NADH is the coenzyme of various hydrogen transferring enzymes (dehydrogenases, oxidoreductases) and supports the regeneration of the brain, heart, vascular and muscle cells including the functions of the reproductive organs. 

Studies confirm that NADH has a positive influence on the synthesis of neurotransmitters. In-vitro studies show that NADH, dosage dependently, increases the production of the neuro-transmitter dopamine up to 6 times.* Furthermore NADH stimulates tyrosine hydroxylase (TH), the key enzyme for the production of dopamine up to 70 %.*** 

The neurotransmitter dopamine deserves special consideration from a bio-psychological stand- point, as it is apparently important for several basic behavioral functions such as motivation, learning, psychomotility and attentiveness. 

NADH is the most powerful antioxidant present in the human body and fulfils a major role in the neutralisation of cytotoxic radicals and peroxides. 

 

 

Demonstrates reduced memory, concentration, performance, intellectual performance, alertness, attentiveness, heart function, muscle performance and reduced cell and tissue protection.

 

 

* Stryer, L.: Biochemie.
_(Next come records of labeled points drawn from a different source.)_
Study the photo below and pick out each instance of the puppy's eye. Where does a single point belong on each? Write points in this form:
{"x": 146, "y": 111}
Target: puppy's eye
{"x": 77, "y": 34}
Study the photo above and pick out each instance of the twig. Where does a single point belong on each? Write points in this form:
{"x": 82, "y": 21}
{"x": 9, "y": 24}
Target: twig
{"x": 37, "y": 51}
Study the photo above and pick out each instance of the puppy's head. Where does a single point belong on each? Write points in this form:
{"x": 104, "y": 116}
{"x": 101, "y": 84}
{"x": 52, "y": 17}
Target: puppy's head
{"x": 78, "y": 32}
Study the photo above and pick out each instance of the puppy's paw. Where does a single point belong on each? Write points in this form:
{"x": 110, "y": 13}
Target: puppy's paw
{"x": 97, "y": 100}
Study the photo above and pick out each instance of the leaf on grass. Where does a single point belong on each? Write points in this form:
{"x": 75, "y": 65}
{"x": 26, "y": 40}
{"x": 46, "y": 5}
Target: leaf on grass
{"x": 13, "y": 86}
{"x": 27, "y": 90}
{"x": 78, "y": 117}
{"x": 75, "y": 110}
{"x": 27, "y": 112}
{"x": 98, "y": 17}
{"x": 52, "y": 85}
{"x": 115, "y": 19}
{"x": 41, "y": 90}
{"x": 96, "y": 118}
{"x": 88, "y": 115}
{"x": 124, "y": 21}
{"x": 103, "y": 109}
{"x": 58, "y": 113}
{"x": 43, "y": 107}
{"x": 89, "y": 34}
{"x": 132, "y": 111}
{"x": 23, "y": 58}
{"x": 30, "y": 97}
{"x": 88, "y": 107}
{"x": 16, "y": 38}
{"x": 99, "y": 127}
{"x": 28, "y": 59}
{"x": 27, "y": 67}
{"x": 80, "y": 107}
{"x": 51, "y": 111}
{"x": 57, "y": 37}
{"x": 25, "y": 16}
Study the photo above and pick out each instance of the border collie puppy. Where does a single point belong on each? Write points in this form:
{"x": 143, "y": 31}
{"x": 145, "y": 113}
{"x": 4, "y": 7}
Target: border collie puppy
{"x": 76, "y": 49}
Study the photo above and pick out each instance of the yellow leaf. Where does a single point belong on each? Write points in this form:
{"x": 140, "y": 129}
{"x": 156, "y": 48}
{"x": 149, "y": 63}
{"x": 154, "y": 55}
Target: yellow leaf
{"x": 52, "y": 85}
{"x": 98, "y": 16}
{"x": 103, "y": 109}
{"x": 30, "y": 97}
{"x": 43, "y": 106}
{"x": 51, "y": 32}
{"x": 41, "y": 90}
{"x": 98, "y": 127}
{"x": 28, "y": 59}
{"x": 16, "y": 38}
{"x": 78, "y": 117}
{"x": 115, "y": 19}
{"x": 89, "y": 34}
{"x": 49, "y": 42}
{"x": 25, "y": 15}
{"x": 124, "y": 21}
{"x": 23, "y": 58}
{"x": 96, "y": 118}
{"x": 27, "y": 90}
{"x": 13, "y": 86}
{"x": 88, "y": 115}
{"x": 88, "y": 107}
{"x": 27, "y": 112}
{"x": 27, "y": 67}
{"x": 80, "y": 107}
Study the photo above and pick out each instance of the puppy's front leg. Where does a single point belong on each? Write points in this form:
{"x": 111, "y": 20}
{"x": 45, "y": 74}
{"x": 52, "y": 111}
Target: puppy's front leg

Spektrum Akademischer Verlag Heidelberg, Berlin, Oxford, 4. Auflage 1996, p. 557-587. 

** Pelzmann, B. et al.: NADH -supplementation decreases pinacidil-primed IK(ATP) in ventricular cardiomyocytes via increase of intracellular ATP content. Br. J. Pharmacol. 139(4):749-54, 2003. 
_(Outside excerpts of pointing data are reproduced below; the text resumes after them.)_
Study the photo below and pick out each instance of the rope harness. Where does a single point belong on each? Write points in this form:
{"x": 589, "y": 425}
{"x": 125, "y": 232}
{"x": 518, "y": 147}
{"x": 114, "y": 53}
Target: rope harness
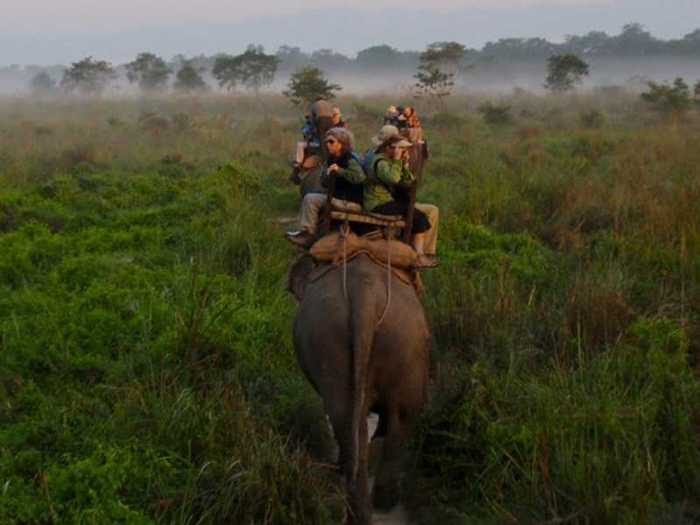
{"x": 344, "y": 232}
*** Vrecko, K. et al.: Stimulation of dopamine biosynthesis in culture P12 pheochromocytoma cells by the coenzyme nicotinamide adenine dinucleotide (NADH). J. Neural. Transm. 5: 147-156, 1993. 

**** Kirsch, M. and De Groot, H.: NAD(P)H, a directly operating antioxidant? The FASEB Journal, 15: 1569-1574, 2001. 

 

 

During the middle of the last century NADH was successfully used as an injection to treat various neurological illnesses such as Parkinson’s disease, Alzheimer’s disease and also for late-onset dementia. Due to its chemical instability, injections always had to be freshly prepared. Although the central activating and stimulating characteristics of this biomolecule were identified 5 decades ago, broad usage of NADH, because of its highly sensitive and unstable molecular characteristics, was not possible. An oral application of NADH was totally out of the question, because the substance would have been destroyed immediately after ingestion through contact with gastric acid. 
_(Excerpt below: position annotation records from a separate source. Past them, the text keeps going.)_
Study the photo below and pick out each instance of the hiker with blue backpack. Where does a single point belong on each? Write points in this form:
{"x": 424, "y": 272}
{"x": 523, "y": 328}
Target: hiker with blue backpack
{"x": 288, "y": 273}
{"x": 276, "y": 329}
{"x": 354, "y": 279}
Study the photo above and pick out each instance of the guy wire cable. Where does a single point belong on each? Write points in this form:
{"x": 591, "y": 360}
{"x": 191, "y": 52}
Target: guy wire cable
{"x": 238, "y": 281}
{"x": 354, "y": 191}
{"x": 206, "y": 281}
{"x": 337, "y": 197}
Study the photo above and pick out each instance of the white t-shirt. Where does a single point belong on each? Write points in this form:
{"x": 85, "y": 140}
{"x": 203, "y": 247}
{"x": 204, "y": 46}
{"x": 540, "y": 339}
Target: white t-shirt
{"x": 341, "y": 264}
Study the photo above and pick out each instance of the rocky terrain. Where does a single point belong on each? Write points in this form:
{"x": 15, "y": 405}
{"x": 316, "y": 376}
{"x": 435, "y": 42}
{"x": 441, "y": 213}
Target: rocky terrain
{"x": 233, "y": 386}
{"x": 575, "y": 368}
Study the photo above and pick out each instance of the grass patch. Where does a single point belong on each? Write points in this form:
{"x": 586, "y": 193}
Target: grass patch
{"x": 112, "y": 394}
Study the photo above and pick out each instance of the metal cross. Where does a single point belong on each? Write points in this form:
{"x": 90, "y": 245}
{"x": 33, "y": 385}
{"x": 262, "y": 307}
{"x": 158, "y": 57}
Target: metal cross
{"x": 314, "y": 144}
At the turn of this century a Research Team of the vis vitalis-group / Austria, began to study the biochemical and biological characteristics of NADH. Through various ongoing comparison investigations with plant cells it was possible to identify a plant molecule that had similar characteristics to NADH: chlorophyll. If NADH is the strongest electron donor in humans, then chlorophyll is the plant ´s counterpart. After a series of research tests it was possible to combine NADH and chlorophyll in a manner that resulted in a natural stabilized NADH-complex. Therefore for the first time the highly active and highly sensitive biomolecule NADH was stabilised through combination with a natural element. 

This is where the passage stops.